The fix: Rather than just ‘being slack’, time blindness is simply a result of less activity in the prefrontal cortex (the area of your brain that's in charge of things like focusing and making decisions), among other cognitive impairments.
So, make it easy and pay all your bills by Direct Debit so you don’t fall behind.
Or go one step further and set up a standing order for your savings.
And remember, many people say they can’t save because they don’t have any cash left at the end of the month – so have your savings go out on payday.
It means the money is out of your account before you’re aware of it and you have to live on what’s left over. After a while, you hardly notice the difference.
What’s more, some current accounts offer to round up your spending to siphon off cash for your savings pot.
I bank with Starling, and have opted into to Round Ups, which does what it says on the tin: rounds up my spending to the nearest pound and adds the spare change into a savings space of choice.
For example: if I spend £14.50 on a train ticket and it will round it up to £15, and the extra 50p goes into my savings.
To reach your savings goals even faster, try multiplying the spare change you save – increase to x2, x5 or x10 in your app.

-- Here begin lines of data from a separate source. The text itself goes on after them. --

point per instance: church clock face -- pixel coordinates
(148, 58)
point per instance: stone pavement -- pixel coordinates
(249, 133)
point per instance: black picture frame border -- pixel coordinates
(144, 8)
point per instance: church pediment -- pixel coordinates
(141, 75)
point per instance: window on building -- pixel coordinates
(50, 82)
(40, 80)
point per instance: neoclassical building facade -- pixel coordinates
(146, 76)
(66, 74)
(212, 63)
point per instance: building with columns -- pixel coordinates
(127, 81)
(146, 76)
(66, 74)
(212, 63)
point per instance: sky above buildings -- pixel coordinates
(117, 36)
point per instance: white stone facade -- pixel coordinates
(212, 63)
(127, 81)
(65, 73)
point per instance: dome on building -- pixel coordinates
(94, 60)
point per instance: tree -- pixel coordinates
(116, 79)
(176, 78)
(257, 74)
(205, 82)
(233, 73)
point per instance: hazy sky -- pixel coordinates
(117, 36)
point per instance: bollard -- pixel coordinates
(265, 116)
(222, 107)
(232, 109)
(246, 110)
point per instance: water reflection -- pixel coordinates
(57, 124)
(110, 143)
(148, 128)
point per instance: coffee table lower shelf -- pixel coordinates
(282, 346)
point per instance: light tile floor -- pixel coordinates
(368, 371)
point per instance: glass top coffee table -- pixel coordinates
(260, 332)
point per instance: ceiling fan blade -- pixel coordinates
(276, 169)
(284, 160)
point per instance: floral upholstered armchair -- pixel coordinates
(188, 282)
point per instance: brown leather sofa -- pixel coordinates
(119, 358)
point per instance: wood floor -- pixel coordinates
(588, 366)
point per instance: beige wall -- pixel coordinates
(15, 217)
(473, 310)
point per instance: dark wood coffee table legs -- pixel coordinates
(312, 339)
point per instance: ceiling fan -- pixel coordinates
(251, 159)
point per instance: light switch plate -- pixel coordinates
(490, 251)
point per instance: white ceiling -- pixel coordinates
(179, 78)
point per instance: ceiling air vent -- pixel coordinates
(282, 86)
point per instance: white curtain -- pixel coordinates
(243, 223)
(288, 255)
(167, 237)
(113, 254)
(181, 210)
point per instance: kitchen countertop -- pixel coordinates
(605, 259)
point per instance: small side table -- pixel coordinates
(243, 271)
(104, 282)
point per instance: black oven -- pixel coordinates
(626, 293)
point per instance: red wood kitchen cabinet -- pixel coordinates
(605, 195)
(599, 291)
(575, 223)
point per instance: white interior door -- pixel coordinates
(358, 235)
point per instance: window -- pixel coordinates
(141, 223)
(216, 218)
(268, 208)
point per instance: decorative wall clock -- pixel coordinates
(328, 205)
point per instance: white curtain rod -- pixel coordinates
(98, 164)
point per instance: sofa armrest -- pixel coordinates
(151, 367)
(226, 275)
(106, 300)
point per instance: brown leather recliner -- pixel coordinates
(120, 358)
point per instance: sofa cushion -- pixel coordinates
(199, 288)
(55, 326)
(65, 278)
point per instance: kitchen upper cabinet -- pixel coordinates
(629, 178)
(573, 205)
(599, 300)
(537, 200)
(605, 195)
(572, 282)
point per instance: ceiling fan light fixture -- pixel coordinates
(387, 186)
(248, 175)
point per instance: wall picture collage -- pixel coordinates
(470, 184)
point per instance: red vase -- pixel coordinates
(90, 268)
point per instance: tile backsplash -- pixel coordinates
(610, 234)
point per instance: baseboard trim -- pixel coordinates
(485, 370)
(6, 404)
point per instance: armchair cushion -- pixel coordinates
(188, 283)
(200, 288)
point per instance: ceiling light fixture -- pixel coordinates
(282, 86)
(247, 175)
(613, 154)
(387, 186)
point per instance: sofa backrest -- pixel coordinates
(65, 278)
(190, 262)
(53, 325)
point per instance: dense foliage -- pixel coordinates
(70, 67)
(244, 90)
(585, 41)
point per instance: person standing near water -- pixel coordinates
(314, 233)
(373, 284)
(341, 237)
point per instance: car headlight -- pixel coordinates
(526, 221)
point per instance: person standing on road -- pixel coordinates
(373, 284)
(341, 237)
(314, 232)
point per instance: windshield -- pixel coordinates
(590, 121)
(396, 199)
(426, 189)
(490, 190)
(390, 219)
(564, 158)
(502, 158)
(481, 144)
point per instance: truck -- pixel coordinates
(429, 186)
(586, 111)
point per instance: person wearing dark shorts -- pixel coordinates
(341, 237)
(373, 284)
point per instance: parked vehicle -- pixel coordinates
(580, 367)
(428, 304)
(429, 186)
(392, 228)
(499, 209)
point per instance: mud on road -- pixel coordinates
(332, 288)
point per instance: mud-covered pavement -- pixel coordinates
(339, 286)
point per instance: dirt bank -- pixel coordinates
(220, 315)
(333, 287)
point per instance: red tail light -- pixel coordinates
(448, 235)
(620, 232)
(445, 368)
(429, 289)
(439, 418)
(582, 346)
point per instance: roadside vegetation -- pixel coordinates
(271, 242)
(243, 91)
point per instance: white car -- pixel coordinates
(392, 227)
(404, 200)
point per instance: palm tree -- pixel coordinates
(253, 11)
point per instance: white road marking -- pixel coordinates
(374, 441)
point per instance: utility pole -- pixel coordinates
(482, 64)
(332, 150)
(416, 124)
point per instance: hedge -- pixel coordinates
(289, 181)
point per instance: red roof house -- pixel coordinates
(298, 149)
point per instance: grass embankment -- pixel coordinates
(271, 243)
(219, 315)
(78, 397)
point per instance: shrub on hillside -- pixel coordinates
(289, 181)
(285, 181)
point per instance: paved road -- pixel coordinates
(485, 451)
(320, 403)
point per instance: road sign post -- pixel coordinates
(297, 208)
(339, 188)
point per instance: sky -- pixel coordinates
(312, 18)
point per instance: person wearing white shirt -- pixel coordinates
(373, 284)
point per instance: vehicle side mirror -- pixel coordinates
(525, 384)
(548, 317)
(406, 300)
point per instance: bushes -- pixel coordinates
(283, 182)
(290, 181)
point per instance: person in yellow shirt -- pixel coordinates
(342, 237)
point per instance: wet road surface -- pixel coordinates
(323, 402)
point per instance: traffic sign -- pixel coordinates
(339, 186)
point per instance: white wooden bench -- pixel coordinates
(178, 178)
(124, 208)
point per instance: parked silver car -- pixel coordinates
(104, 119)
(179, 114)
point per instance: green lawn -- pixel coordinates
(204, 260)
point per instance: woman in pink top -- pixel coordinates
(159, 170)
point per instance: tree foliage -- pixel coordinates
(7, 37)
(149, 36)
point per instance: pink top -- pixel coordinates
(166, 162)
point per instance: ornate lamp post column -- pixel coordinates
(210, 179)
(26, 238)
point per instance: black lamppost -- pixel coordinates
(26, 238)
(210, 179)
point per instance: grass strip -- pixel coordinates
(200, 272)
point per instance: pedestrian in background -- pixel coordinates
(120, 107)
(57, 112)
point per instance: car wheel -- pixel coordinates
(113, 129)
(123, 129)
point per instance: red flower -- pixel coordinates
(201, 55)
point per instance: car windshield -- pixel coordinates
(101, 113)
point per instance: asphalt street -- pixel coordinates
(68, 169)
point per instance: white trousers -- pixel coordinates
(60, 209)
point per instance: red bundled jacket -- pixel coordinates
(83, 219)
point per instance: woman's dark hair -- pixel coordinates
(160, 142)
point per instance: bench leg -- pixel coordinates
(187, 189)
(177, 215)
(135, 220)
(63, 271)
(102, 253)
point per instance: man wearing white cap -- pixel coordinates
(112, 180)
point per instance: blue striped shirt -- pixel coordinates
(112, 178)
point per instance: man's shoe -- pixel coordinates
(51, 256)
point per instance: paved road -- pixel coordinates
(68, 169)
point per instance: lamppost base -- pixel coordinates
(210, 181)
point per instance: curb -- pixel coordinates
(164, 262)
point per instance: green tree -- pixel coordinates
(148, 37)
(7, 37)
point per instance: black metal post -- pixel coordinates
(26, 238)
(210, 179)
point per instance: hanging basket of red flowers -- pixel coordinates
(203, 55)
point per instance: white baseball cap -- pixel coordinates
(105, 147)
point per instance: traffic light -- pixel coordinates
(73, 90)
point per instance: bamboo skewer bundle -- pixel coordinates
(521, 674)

Setting it up is easy. Just head to ‘Spaces’ at the bottom right of your app either create a new Saving Space or choose an existing one then click ‘Manage Space,’ then ‘Round Ups’ and switch the toggle on.

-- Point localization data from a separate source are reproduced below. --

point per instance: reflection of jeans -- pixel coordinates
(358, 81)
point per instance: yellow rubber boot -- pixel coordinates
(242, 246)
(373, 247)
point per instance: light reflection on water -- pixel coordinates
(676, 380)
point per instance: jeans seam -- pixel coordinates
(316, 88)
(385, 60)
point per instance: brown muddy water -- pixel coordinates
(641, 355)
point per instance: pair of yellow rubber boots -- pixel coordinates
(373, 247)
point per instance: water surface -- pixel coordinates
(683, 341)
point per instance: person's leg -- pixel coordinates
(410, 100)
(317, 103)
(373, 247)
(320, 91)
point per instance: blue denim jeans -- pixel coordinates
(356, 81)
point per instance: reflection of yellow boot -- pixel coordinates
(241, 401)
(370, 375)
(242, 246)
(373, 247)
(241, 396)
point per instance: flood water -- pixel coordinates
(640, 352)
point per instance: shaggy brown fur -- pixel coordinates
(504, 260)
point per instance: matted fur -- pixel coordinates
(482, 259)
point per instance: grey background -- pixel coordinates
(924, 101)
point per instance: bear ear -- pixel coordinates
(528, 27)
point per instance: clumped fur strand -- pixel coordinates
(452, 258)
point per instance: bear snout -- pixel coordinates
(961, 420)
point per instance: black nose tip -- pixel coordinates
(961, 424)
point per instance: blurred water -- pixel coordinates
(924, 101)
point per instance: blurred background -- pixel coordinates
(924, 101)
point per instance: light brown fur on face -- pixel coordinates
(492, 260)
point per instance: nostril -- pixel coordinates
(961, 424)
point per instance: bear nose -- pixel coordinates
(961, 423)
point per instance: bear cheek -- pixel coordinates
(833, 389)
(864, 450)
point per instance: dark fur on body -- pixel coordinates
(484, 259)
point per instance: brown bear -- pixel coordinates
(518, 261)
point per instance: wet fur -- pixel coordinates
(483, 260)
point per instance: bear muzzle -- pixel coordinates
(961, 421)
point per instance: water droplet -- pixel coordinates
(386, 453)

For more about offers from banks that will help you automate your savings, check out this article by financial journalist Esther Shaw.
5. Buddy up
The fact: ‘ADHD paralysis’ describes the state of procrastination experienced by many of us neurodivergent people; when you know you should do something – and want to – but can’t seem to actually make any progress. Let alone actually get started.
And it’s not because you’re lazy, it’s caused by a lack of dopamine.
The fix: I’ve always been a big believer that it’s “better together”, whether it’s a university study group, collaborating on a creative project at work or simply having a regular running buddy.
It turns out that there’s a reason for this and while many people enjoy this type of working, for a person with ADHD, having a “body double” can be a seriously powerful motivator.
A body double is someone in the same room - whether physically or virtually - when you have tasks to complete; and not just housework or a project at work, it works for budgeting, paying bills or financial planning too.
If you don’t have someone you can rope into working with you, try Focusmate (www.focusmate.com), a website that connects you to others who find having a “buddy” sets them up for success.
You choose a time to work, and Focusmate pairs you with an accountability partner for a live, virtual coworking session that will keep you on task.
You get three free sessions per week, but you can upgrade to a paid subscription if you find out it’s a game changer.